Part of the reason Apple partners have not felt as much urgency to offer managed services as their Wintel counterparts, Langdon pointed out, is that the Mac OS has built-in monitoring capabilities. Mac technicians can take advantage of settings that notify them when a server is getting overloaded or a RAID system is having problems, he said.

Velez, meanwhile, is working to increase the number of Xperteks clients using managed services to 85 percent.

Clients that already are taking advantage of the offering, he said, are very happy.

Dolly Rosario is one of them. The office manager at IQ Design Group, a New York graphic design firm that specializes in packaging, Rosario called XpertCare a “godsend.” Before managed services, whenever something went wrong with one of IQ Design’s G5 machines or the server, people would turn to Rosario.
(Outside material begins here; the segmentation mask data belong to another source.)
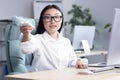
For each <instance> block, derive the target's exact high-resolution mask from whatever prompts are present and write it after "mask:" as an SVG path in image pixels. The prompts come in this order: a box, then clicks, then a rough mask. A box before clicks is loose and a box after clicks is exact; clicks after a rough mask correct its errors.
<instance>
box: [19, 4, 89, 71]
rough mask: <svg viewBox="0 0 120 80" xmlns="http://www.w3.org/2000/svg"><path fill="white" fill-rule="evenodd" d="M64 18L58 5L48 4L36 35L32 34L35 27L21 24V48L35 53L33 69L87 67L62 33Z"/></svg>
mask: <svg viewBox="0 0 120 80" xmlns="http://www.w3.org/2000/svg"><path fill="white" fill-rule="evenodd" d="M63 19H64V18H63V13H62V11H61V10H60V8H59V7H58V6H56V5H48V6H46V7H45V8H44V9H43V10H42V12H41V15H40V19H39V24H38V27H37V31H36V35H31V31H32V30H33V27H30V26H29V25H27V26H21V28H20V30H21V32H22V33H23V38H22V42H21V48H22V50H23V52H24V53H25V54H31V53H33V55H34V58H33V61H32V65H31V71H42V70H52V69H62V68H66V67H76V68H82V69H84V68H87V64H85V63H84V62H82V61H80V59H78V58H77V57H76V54H75V52H74V49H73V47H72V45H71V42H70V40H68V39H67V38H65V37H63V36H61V35H60V31H61V29H62V26H63Z"/></svg>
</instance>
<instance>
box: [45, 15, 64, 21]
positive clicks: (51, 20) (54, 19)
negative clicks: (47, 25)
mask: <svg viewBox="0 0 120 80" xmlns="http://www.w3.org/2000/svg"><path fill="white" fill-rule="evenodd" d="M46 17H50V20H49V21H46ZM56 17H57V18H58V17H59V20H56ZM62 18H63V17H62V16H43V19H45V21H46V22H51V21H52V19H53V20H54V21H55V22H60V21H61V19H62Z"/></svg>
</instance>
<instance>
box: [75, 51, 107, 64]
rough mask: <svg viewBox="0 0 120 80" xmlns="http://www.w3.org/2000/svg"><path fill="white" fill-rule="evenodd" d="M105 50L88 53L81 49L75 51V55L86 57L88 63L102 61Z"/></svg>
mask: <svg viewBox="0 0 120 80" xmlns="http://www.w3.org/2000/svg"><path fill="white" fill-rule="evenodd" d="M106 54H107V51H91V53H90V54H85V53H84V52H81V51H76V55H77V57H81V58H87V59H88V61H89V64H92V63H98V62H104V61H105V60H106Z"/></svg>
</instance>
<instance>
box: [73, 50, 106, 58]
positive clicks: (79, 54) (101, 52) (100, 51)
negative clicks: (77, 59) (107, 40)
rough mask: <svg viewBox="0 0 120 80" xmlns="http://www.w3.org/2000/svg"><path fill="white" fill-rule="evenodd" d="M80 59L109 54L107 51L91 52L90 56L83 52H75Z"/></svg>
mask: <svg viewBox="0 0 120 80" xmlns="http://www.w3.org/2000/svg"><path fill="white" fill-rule="evenodd" d="M75 52H76V55H77V56H78V57H81V56H90V55H104V54H107V51H91V53H90V54H85V53H84V52H83V51H75Z"/></svg>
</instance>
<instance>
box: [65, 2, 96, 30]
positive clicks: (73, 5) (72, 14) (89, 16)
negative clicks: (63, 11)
mask: <svg viewBox="0 0 120 80" xmlns="http://www.w3.org/2000/svg"><path fill="white" fill-rule="evenodd" d="M68 15H72V18H71V19H70V20H69V21H66V22H65V25H68V24H69V25H71V28H72V30H71V32H72V31H73V29H74V27H75V26H76V25H85V26H93V25H95V24H96V23H95V21H94V20H92V15H91V13H90V9H89V8H85V9H82V7H81V6H78V5H75V4H73V5H72V9H71V10H70V11H68Z"/></svg>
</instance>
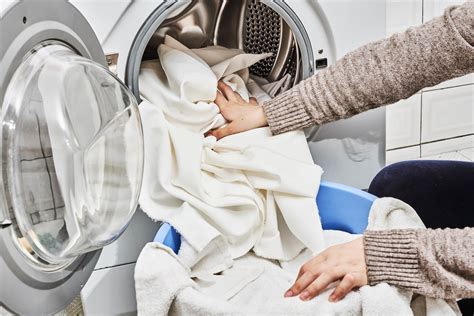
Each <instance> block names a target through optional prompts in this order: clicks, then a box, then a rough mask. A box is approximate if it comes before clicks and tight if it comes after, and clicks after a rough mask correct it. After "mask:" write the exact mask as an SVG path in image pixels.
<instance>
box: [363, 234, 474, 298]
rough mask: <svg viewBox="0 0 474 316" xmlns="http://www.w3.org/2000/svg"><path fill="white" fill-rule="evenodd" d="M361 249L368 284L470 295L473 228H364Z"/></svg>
mask: <svg viewBox="0 0 474 316" xmlns="http://www.w3.org/2000/svg"><path fill="white" fill-rule="evenodd" d="M364 248H365V255H366V262H367V276H368V281H369V284H370V285H374V284H377V283H382V282H386V283H389V284H391V285H394V286H397V287H401V288H405V289H408V290H411V291H413V292H414V293H418V294H423V295H425V296H429V297H435V298H444V299H454V298H474V228H464V229H444V230H442V229H436V230H432V229H421V230H420V229H419V230H414V229H406V230H386V231H382V230H381V231H366V232H365V234H364Z"/></svg>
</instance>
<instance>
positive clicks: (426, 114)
mask: <svg viewBox="0 0 474 316" xmlns="http://www.w3.org/2000/svg"><path fill="white" fill-rule="evenodd" d="M421 126H422V128H421V131H422V132H421V141H422V142H423V143H425V142H432V141H436V140H441V139H446V138H452V137H457V136H462V135H468V134H473V133H474V85H468V86H461V87H456V88H450V89H442V90H435V91H429V92H425V93H423V101H422V123H421Z"/></svg>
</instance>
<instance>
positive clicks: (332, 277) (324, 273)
mask: <svg viewBox="0 0 474 316" xmlns="http://www.w3.org/2000/svg"><path fill="white" fill-rule="evenodd" d="M342 276H343V274H342V273H341V272H340V271H338V270H332V271H329V272H324V273H322V274H321V275H320V276H319V277H318V278H317V279H316V280H314V281H313V282H312V283H311V284H310V285H308V287H307V288H306V289H305V290H304V291H303V292H302V293H301V295H300V299H301V300H303V301H308V300H310V299H312V298H314V297H315V296H317V295H319V294H321V292H323V291H324V290H325V289H326V288H327V287H328V286H329V284H331V283H333V282H335V281H337V280H339V279H340V278H341V277H342Z"/></svg>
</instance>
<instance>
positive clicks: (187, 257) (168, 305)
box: [135, 198, 459, 316]
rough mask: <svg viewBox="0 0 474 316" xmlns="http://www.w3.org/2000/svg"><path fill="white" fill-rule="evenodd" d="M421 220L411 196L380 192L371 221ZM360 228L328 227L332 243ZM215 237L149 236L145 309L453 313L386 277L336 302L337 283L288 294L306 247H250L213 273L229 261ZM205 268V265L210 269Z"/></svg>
mask: <svg viewBox="0 0 474 316" xmlns="http://www.w3.org/2000/svg"><path fill="white" fill-rule="evenodd" d="M421 227H424V225H423V223H422V222H421V220H420V219H419V217H418V215H417V214H416V212H415V211H414V210H413V209H412V208H411V207H410V206H409V205H407V204H406V203H404V202H402V201H399V200H396V199H392V198H382V199H377V200H376V201H375V202H374V204H373V206H372V208H371V211H370V215H369V226H368V228H369V229H372V230H374V229H396V228H421ZM356 237H358V236H357V235H350V234H347V233H344V232H338V231H325V232H324V238H325V240H326V242H327V244H328V245H332V244H337V243H341V242H347V241H349V240H352V239H354V238H356ZM220 243H221V241H220V240H219V238H217V239H216V240H215V241H213V242H212V243H211V244H209V245H208V248H206V249H205V251H204V255H203V253H197V252H194V250H192V248H191V247H190V246H189V244H187V242H186V241H185V240H183V243H182V245H181V249H180V251H179V254H178V255H176V254H174V253H173V252H172V251H171V250H170V249H169V248H167V247H165V246H163V245H161V244H159V243H149V244H147V245H146V246H145V248H144V249H143V251H142V253H141V254H140V257H139V260H138V261H137V265H136V268H135V287H136V295H137V307H138V313H139V314H140V315H433V316H438V315H439V316H441V315H443V316H444V315H456V314H459V310H458V309H457V307H456V306H455V305H453V302H447V301H444V300H440V299H431V298H426V297H423V296H419V295H413V293H411V292H409V291H407V290H401V289H398V288H396V287H393V286H389V285H388V284H386V283H381V284H378V285H376V286H364V287H362V288H360V289H359V290H358V291H354V292H351V293H349V294H348V295H347V296H346V298H344V299H343V300H341V301H339V302H337V303H330V302H328V296H329V295H330V293H331V291H332V289H329V290H326V291H325V292H323V293H322V294H321V295H319V296H317V297H316V298H314V299H313V300H311V301H308V302H302V301H300V300H299V298H297V297H295V298H284V297H283V294H284V293H285V291H286V290H287V289H288V288H289V287H290V286H291V284H292V283H293V281H294V279H295V277H296V275H297V271H298V269H299V267H300V266H301V264H302V263H304V262H305V261H306V260H308V259H309V258H310V257H311V253H310V252H309V251H304V252H302V253H301V254H300V255H299V256H298V257H296V258H294V259H293V260H292V261H291V262H281V263H280V264H278V263H277V262H274V261H271V260H265V259H262V258H259V257H257V256H255V255H253V254H251V253H249V254H247V255H246V256H243V257H241V258H238V259H236V260H234V261H233V263H232V266H231V267H230V268H228V269H227V270H225V271H223V272H222V273H219V274H216V273H215V272H214V271H215V270H214V267H216V266H217V263H223V262H226V264H225V265H226V266H227V265H229V262H228V260H229V257H228V254H227V253H226V252H225V250H224V251H223V249H222V248H221V244H220ZM206 272H207V273H206Z"/></svg>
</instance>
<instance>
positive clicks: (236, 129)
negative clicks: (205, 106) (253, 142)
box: [208, 81, 267, 139]
mask: <svg viewBox="0 0 474 316" xmlns="http://www.w3.org/2000/svg"><path fill="white" fill-rule="evenodd" d="M218 88H219V91H218V92H217V97H216V100H215V101H214V102H215V103H216V104H217V106H218V107H219V110H220V112H221V114H222V116H223V117H224V118H225V119H226V120H227V121H228V122H229V124H228V125H226V126H225V127H222V128H218V129H215V130H212V131H210V132H209V133H208V135H213V136H215V137H216V138H217V139H220V138H222V137H225V136H228V135H232V134H236V133H241V132H245V131H248V130H251V129H254V128H259V127H263V126H267V118H266V116H265V113H264V111H263V107H262V106H260V105H258V103H257V100H256V99H255V98H250V102H246V101H245V100H244V99H243V98H242V97H241V96H240V94H238V93H237V92H234V91H233V90H232V88H231V87H229V86H228V85H227V84H225V83H224V82H222V81H219V85H218Z"/></svg>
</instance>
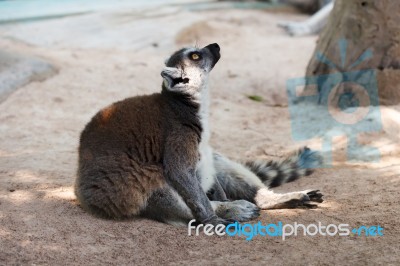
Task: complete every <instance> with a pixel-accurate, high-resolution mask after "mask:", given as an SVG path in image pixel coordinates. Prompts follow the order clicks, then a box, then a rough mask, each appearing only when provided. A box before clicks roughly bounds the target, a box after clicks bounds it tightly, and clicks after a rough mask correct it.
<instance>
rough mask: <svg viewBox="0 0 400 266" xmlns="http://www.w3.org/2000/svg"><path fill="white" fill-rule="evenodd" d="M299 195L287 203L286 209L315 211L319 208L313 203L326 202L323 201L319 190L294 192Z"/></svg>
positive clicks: (306, 190)
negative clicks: (312, 210) (295, 197)
mask: <svg viewBox="0 0 400 266" xmlns="http://www.w3.org/2000/svg"><path fill="white" fill-rule="evenodd" d="M294 194H297V195H296V197H298V198H294V199H291V200H289V201H288V202H286V203H285V204H286V208H309V209H314V208H317V207H318V205H317V204H315V203H313V202H318V203H321V202H323V201H324V200H323V199H322V197H323V195H322V193H320V192H319V190H306V191H302V192H294Z"/></svg>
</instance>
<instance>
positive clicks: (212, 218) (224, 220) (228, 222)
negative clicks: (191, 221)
mask: <svg viewBox="0 0 400 266" xmlns="http://www.w3.org/2000/svg"><path fill="white" fill-rule="evenodd" d="M233 223H236V220H234V219H224V218H220V217H216V216H215V217H213V218H211V219H209V220H207V221H204V222H203V223H202V224H212V225H214V226H217V225H219V224H222V225H225V226H227V225H230V224H233Z"/></svg>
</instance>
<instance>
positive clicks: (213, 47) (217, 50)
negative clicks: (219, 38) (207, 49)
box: [206, 43, 221, 52]
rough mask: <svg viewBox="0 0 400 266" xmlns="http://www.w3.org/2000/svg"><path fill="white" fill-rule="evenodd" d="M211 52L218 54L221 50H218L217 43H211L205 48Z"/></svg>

Since the 10-person firm has no IT staff, Rosario became de facto in-house IT caretaker, meaning it was her responsibility to contact Xperteks to fix systems problems. It was then necessary to schedule a visit by the technician, a time-consuming process that affected productivity.

Now with managed services, Rosario said each desktop has a direct link to the Xperteks help desk, giving the provider the ability to get into users’ systems remotely to fix issues. In addition, the ongoing monitoring of systems prevents such problems as overburdening servers and letting memory get too low.

The increase in productivity has great appeal to customers, said Velez. But that’s not all. Because managed services cuts down on customer site visits, Velez said he can offer customers a better deal. And that means customers pay less for more predictable service, which is the cornerstone of the managed services model.